While command center software has been developed by several companies for the ED, this is often more focused on operations (e.g. bed management and staffing) at a much higher level. A patient-by-patient focus at the clinical level (now enabled by LLMs) would provide unique value for enhancing patient flow.
Guiding Patients Through Their ED Journey
Digital patient engagement remains a significant challenge in EDs. A 2024 study of 1.28 million ED visits found that only 17.4% of patients used patient portals during their visit, with significantly lower usage among male patients, Black patients, and those without commercial insurance. Patients with active portal accounts at ED arrival had significantly higher odds of using the portal—approximately 17 to 18 times greater—compared to those without active accounts, highlighting the importance of pre-visit digital engagement.
Some startups like Fabric (formerly Florence) are working to address this gap by engaging patients before they even walk into the ED.
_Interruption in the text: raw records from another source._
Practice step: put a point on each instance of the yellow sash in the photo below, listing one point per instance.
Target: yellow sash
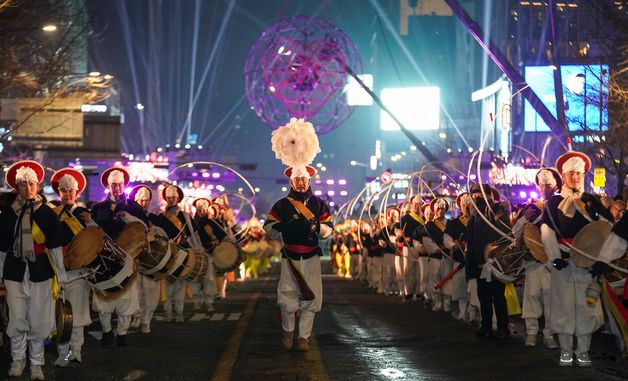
(417, 218)
(70, 220)
(301, 208)
(174, 220)
(440, 225)
(464, 220)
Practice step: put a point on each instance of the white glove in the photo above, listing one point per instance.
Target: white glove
(3, 255)
(56, 255)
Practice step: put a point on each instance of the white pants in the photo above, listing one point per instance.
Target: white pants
(31, 317)
(536, 298)
(569, 310)
(204, 289)
(390, 283)
(77, 293)
(411, 271)
(288, 295)
(423, 278)
(175, 295)
(377, 273)
(125, 306)
(433, 277)
(149, 290)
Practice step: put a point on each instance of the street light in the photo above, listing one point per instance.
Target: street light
(49, 28)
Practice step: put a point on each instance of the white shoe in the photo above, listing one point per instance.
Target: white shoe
(550, 343)
(135, 323)
(583, 359)
(566, 358)
(530, 340)
(17, 368)
(75, 356)
(62, 360)
(37, 372)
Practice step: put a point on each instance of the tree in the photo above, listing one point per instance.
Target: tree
(607, 25)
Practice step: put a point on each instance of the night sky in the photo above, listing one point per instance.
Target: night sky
(149, 47)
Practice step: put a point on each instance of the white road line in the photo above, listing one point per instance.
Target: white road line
(198, 317)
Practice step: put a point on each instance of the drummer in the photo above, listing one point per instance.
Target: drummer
(224, 226)
(455, 240)
(564, 216)
(537, 290)
(179, 228)
(111, 215)
(30, 255)
(205, 291)
(148, 288)
(439, 265)
(69, 183)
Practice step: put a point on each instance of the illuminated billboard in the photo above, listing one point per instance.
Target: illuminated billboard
(418, 108)
(584, 90)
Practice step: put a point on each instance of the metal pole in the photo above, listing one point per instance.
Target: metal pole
(511, 72)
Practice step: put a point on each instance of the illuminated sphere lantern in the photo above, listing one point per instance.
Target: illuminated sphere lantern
(297, 68)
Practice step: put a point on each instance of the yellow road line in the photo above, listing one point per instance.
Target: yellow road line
(315, 360)
(227, 361)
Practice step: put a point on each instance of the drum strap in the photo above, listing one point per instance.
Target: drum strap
(178, 260)
(417, 218)
(301, 208)
(161, 263)
(305, 292)
(119, 278)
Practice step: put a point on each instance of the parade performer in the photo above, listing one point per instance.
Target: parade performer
(179, 228)
(564, 216)
(410, 222)
(69, 183)
(148, 287)
(537, 286)
(301, 219)
(424, 257)
(389, 233)
(479, 235)
(205, 291)
(439, 265)
(31, 254)
(111, 215)
(455, 242)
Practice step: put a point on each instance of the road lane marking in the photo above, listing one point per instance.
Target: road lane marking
(198, 317)
(227, 361)
(314, 358)
(234, 316)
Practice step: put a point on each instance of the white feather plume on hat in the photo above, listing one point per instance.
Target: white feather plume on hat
(296, 143)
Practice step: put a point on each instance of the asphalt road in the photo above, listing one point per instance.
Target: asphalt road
(358, 336)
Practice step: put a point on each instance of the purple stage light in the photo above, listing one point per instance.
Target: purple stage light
(297, 68)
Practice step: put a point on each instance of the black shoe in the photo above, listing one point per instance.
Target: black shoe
(107, 339)
(502, 334)
(484, 333)
(121, 340)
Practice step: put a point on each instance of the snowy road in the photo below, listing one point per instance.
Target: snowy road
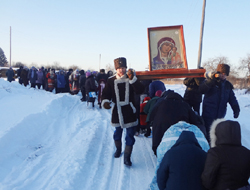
(55, 142)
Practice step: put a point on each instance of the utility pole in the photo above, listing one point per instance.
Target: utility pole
(10, 46)
(99, 62)
(201, 34)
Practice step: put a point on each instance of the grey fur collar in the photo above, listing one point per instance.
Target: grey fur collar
(213, 137)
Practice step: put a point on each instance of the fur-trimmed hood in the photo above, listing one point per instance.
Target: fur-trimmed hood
(225, 132)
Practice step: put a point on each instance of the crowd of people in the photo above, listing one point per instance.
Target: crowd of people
(90, 84)
(195, 150)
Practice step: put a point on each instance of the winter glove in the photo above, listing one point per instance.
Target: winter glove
(236, 110)
(131, 74)
(106, 105)
(211, 75)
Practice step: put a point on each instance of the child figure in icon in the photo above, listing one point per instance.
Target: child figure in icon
(167, 56)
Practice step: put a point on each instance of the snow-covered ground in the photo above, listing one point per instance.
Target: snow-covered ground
(55, 142)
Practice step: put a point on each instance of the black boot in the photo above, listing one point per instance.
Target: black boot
(127, 155)
(118, 151)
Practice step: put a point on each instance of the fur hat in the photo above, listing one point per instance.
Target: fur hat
(120, 62)
(88, 74)
(158, 93)
(223, 68)
(225, 132)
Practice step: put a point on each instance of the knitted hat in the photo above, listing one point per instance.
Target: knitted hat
(88, 74)
(165, 40)
(120, 62)
(158, 93)
(223, 68)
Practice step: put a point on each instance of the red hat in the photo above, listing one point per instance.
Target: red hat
(164, 40)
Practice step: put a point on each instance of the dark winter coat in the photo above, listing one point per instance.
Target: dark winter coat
(102, 76)
(192, 93)
(143, 115)
(182, 165)
(146, 84)
(61, 80)
(24, 76)
(67, 89)
(19, 71)
(82, 81)
(51, 76)
(171, 110)
(40, 77)
(155, 86)
(90, 85)
(32, 76)
(121, 91)
(74, 80)
(217, 94)
(228, 162)
(149, 107)
(10, 75)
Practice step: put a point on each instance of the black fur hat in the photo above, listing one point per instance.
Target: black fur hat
(120, 62)
(223, 68)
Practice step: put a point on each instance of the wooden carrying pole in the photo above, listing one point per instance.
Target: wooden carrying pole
(170, 73)
(201, 34)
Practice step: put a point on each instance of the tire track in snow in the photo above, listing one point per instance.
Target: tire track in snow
(97, 158)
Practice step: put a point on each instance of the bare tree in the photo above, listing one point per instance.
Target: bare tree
(3, 60)
(74, 67)
(212, 63)
(245, 65)
(110, 67)
(17, 64)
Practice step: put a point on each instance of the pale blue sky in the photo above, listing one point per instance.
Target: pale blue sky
(78, 31)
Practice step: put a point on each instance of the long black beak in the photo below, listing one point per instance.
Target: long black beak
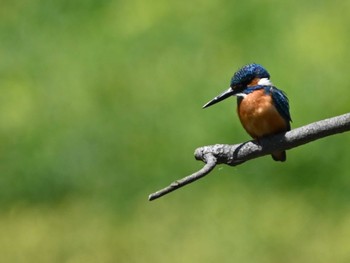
(222, 96)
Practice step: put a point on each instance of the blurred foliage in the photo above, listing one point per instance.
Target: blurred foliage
(101, 104)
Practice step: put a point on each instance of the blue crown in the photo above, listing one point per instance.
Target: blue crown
(246, 74)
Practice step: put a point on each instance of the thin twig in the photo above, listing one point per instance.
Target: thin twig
(210, 164)
(239, 153)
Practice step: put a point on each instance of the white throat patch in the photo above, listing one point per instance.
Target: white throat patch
(264, 82)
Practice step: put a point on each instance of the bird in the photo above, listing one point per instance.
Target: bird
(262, 108)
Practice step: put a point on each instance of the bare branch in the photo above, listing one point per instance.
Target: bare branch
(210, 164)
(239, 153)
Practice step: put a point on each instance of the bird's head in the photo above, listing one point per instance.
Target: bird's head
(249, 75)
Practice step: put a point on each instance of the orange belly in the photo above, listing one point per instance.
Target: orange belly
(259, 115)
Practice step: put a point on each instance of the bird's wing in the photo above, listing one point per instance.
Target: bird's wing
(281, 103)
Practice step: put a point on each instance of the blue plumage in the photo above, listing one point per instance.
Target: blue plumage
(245, 75)
(262, 108)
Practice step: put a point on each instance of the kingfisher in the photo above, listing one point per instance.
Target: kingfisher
(262, 108)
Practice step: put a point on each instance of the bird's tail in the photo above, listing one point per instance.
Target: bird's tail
(279, 156)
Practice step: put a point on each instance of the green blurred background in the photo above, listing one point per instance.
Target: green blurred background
(100, 105)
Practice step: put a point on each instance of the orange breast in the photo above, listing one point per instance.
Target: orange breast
(259, 115)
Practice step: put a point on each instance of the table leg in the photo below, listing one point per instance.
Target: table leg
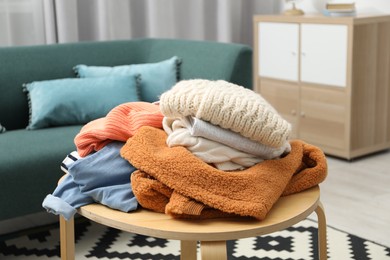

Fabric provides a mobile app that provides several services: 1) it allows patients to initiate the registration process before arrival or while awaiting care, 2) it provides a map of the patient’s journey and their visit progress which reduces the likelihood of patients leaving without being seen, 3) it provides a digitized rapid assessment tool to quickly assess acuity, offers clinical decision support to providers, and appends this data to the EMR with adaptive patient interviews reducing documentation burden, 4) it allows for digital discharge avoiding the need for paperwork, and 5) it provides tools to schedule follow-up appointments.
Triage + Patient Navigation Agents
We see an interesting opportunity to create an LLM-native solution to take triage and patient navigation to the next level.
For example, on the way to the ED, patients would interact with chat and / or conversational AI agents, which would seek out patient history and reason for presentation. This could help triage patients more rapidly and, for lower acuity patients who face longer wait times to be seen, it allows them to stay engaged and essentially pre-populate the ED provider’s note, reducing documentation time and burden.
These agents could also gather information about social health determinants, conduct screenings for domestic violence and substance abuse, and guide patients throughout their ED care journey via real-time communication summarizing and explaining concepts in relatable terms all of which reduce nursing workload amidst growing shortages.
Conclusion
In summary, here are the most promising startup opportunities we see for LLMs in this space:
Startup Opportunities:
Guideline-based care, prioritization, and bed flow: LLMs to track patient courses and ensure faster delivery of guideline-based care for severe patients and those who could qualify for expedited discharges.
Triage + Patient navigation agents: LLM agents to gather history, triage patients, automate documentation, and guide patients through their ED journey via real-time communication summarizing and explaining concepts in relatable terms.
The views expressed herein are solely the views of the author(s) and are not necessarily the views of Maverick Capital, Ltd. or any of its affiliates. This article is not intended to provide, and should not be relied upon for, investment advice.